The Console Recorder could be combined with simulator training, so the instructor can play back what the operator did during a simulation and critique the operator’s actions.
Every plant has one or more excellent operators that always know what to do in every situation. With the Console Recorder, it’s possible to analyze an expert operator’s response to various process conditions, and use it to train new operators.
System integrators (and plant engineers) often put together HMI displays based on their own designs and experience. The same holds true for computer programmers building programs that require input from and display results to “mere mortals.” In the “old days,” there were two ways to build HMI displays: one was to have the engineer guess what the operator needed and wanted. The other was to have the engineer stand over the operator and observe the operator’s actions to see if the HMI display was working properly. In the former scenario, the chances that the operators would embrace the output of an engineer who “wasn’t one of us” were slim. In the latter scenario, a lot of time consuming observation yielded marginal results.
For example, many HMI displays use high resolution graphics, 3D icons, flashing colors and other modern techniques to display information. But do operators actually use these displays? Or are they only used when VIPs are touring the control room or an engineer is watching? Analysis of operator actions might reveal that operators actually prefer a simple faceplate display to exotic graphics and, as soon as the design engineers leave the control room, they switch over to the tried-and-true displays. If so, then the display engineers should concentrate on improving those displays instead of developing “VIP displays.”
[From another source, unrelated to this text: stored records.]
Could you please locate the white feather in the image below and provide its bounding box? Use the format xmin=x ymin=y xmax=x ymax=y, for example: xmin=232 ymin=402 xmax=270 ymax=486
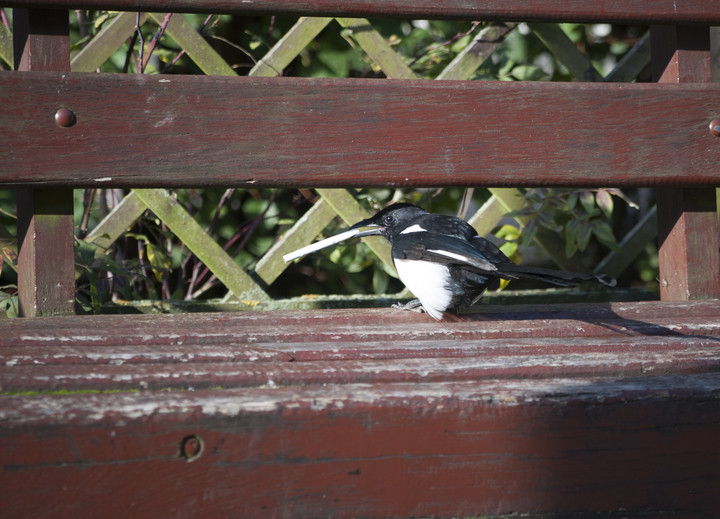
xmin=400 ymin=223 xmax=425 ymax=234
xmin=395 ymin=259 xmax=453 ymax=320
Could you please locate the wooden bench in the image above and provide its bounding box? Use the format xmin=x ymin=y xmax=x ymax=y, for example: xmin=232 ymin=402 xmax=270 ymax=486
xmin=0 ymin=0 xmax=720 ymax=517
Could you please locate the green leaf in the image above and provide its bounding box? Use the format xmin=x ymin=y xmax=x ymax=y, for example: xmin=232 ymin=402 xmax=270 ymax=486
xmin=493 ymin=224 xmax=520 ymax=241
xmin=580 ymin=191 xmax=595 ymax=213
xmin=591 ymin=220 xmax=619 ymax=250
xmin=145 ymin=242 xmax=172 ymax=281
xmin=577 ymin=222 xmax=593 ymax=251
xmin=595 ymin=189 xmax=613 ymax=219
xmin=511 ymin=65 xmax=547 ymax=81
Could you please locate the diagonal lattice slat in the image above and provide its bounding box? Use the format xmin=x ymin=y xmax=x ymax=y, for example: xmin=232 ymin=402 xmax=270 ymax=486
xmin=60 ymin=13 xmax=660 ymax=304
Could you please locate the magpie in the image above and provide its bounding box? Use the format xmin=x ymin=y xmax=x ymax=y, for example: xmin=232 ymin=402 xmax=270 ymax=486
xmin=350 ymin=203 xmax=616 ymax=320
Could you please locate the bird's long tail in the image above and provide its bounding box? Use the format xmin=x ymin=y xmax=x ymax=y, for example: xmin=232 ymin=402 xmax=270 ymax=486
xmin=497 ymin=263 xmax=617 ymax=287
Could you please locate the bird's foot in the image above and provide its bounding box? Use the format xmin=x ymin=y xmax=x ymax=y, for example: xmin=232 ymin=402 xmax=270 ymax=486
xmin=392 ymin=299 xmax=425 ymax=313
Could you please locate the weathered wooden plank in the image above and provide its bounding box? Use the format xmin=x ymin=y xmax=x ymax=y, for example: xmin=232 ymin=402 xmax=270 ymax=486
xmin=0 ymin=300 xmax=720 ymax=351
xmin=436 ymin=23 xmax=515 ymax=80
xmin=4 ymin=0 xmax=720 ymax=25
xmin=13 ymin=9 xmax=75 ymax=317
xmin=134 ymin=189 xmax=269 ymax=300
xmin=0 ymin=336 xmax=720 ymax=393
xmin=651 ymin=26 xmax=720 ymax=300
xmin=0 ymin=73 xmax=720 ymax=187
xmin=337 ymin=18 xmax=418 ymax=79
xmin=248 ymin=17 xmax=332 ymax=77
xmin=70 ymin=13 xmax=148 ymax=72
xmin=0 ymin=374 xmax=720 ymax=518
xmin=530 ymin=23 xmax=603 ymax=81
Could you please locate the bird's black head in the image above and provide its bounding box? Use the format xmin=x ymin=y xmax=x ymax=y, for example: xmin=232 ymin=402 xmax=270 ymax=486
xmin=350 ymin=203 xmax=427 ymax=240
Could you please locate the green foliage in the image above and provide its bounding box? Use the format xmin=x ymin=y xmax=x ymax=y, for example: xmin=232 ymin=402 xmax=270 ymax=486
xmin=0 ymin=11 xmax=657 ymax=315
xmin=508 ymin=188 xmax=638 ymax=258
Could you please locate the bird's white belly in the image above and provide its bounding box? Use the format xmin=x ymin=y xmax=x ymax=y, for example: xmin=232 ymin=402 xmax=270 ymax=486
xmin=395 ymin=259 xmax=453 ymax=320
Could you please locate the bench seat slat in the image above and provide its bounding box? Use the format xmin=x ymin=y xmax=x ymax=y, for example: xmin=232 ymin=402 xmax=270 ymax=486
xmin=0 ymin=373 xmax=720 ymax=518
xmin=0 ymin=72 xmax=720 ymax=188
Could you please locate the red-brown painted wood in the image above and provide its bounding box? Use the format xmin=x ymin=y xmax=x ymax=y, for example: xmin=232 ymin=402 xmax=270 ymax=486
xmin=0 ymin=73 xmax=720 ymax=187
xmin=13 ymin=9 xmax=75 ymax=317
xmin=651 ymin=26 xmax=720 ymax=300
xmin=4 ymin=0 xmax=720 ymax=25
xmin=0 ymin=301 xmax=720 ymax=518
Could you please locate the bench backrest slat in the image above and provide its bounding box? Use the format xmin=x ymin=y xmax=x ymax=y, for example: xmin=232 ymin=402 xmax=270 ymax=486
xmin=3 ymin=0 xmax=720 ymax=25
xmin=0 ymin=73 xmax=720 ymax=187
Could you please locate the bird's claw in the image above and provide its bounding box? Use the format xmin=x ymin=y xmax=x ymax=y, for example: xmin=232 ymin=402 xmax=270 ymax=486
xmin=392 ymin=299 xmax=425 ymax=313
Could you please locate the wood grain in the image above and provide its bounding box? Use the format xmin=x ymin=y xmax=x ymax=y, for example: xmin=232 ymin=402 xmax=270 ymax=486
xmin=4 ymin=0 xmax=720 ymax=24
xmin=0 ymin=301 xmax=720 ymax=518
xmin=0 ymin=73 xmax=720 ymax=188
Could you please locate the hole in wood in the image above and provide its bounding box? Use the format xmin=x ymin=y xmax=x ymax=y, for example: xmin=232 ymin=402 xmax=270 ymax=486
xmin=180 ymin=434 xmax=203 ymax=461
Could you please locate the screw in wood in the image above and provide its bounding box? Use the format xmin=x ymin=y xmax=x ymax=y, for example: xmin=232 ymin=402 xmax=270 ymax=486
xmin=180 ymin=434 xmax=203 ymax=461
xmin=55 ymin=108 xmax=76 ymax=128
xmin=710 ymin=119 xmax=720 ymax=137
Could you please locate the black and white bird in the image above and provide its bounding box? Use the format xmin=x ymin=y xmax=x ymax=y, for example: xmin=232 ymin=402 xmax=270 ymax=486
xmin=350 ymin=204 xmax=615 ymax=320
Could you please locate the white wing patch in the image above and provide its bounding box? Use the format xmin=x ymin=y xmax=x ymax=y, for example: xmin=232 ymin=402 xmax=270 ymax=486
xmin=428 ymin=249 xmax=497 ymax=270
xmin=395 ymin=259 xmax=453 ymax=321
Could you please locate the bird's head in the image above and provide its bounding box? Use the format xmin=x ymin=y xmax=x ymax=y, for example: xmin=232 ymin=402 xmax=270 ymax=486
xmin=350 ymin=203 xmax=427 ymax=240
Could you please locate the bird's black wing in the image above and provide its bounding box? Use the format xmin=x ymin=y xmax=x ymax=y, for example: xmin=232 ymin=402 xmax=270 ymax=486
xmin=392 ymin=232 xmax=509 ymax=273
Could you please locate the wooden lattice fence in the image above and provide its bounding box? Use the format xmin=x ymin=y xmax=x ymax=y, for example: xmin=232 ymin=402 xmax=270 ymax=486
xmin=0 ymin=12 xmax=657 ymax=308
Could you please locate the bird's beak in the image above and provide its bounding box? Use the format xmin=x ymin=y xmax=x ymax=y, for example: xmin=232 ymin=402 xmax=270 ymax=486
xmin=350 ymin=224 xmax=385 ymax=238
xmin=283 ymin=221 xmax=384 ymax=263
xmin=350 ymin=218 xmax=385 ymax=238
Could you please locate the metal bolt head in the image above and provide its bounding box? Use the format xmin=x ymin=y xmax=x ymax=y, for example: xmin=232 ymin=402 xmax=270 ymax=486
xmin=710 ymin=119 xmax=720 ymax=137
xmin=55 ymin=108 xmax=75 ymax=128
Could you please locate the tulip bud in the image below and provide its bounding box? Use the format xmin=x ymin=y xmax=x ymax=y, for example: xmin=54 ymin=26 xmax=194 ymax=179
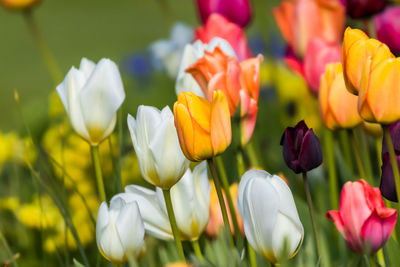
xmin=194 ymin=13 xmax=252 ymax=61
xmin=237 ymin=170 xmax=304 ymax=264
xmin=326 ymin=180 xmax=397 ymax=253
xmin=342 ymin=0 xmax=386 ymax=19
xmin=281 ymin=121 xmax=322 ymax=173
xmin=57 ymin=58 xmax=125 ymax=145
xmin=342 ymin=27 xmax=394 ymax=95
xmin=1 ymin=0 xmax=40 ymax=10
xmin=318 ymin=63 xmax=362 ymax=130
xmin=174 ymin=91 xmax=232 ymax=161
xmin=116 ymin=162 xmax=210 ymax=240
xmin=358 ymin=57 xmax=400 ymax=124
xmin=96 ymin=198 xmax=144 ymax=264
xmin=197 ymin=0 xmax=251 ymax=27
xmin=128 ymin=106 xmax=189 ymax=189
xmin=374 ymin=6 xmax=400 ymax=54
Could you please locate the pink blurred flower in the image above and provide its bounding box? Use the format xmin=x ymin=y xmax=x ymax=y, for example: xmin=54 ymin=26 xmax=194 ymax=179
xmin=326 ymin=180 xmax=397 ymax=253
xmin=304 ymin=38 xmax=341 ymax=94
xmin=374 ymin=6 xmax=400 ymax=54
xmin=197 ymin=0 xmax=251 ymax=27
xmin=195 ymin=13 xmax=252 ymax=61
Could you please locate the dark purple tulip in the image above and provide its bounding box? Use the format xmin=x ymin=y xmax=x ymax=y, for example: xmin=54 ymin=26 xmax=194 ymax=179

With a Console Recorder, the engineer can zero in on particular operations, alarms and events and see what was displayed and how the operator reacted. In this learning environment, the designer can quickly determine if the man-machine interface display and command sequence is clear and unambiguous. In the spirit of Kaizen, or continuous improvement, the engineer can use these console recordings to refine the data display and command entry techniques. Better yet, the recordings can show the designer what happened during unusual events: things that would be difficult to observe unless you were living in the control room, but easy to observe because the Console Recorder captured the “game highlight.”
Integrators who use console recorders to demonstrate their commitment to continuous improvement can develop a competitive advantage and additional value for their clients.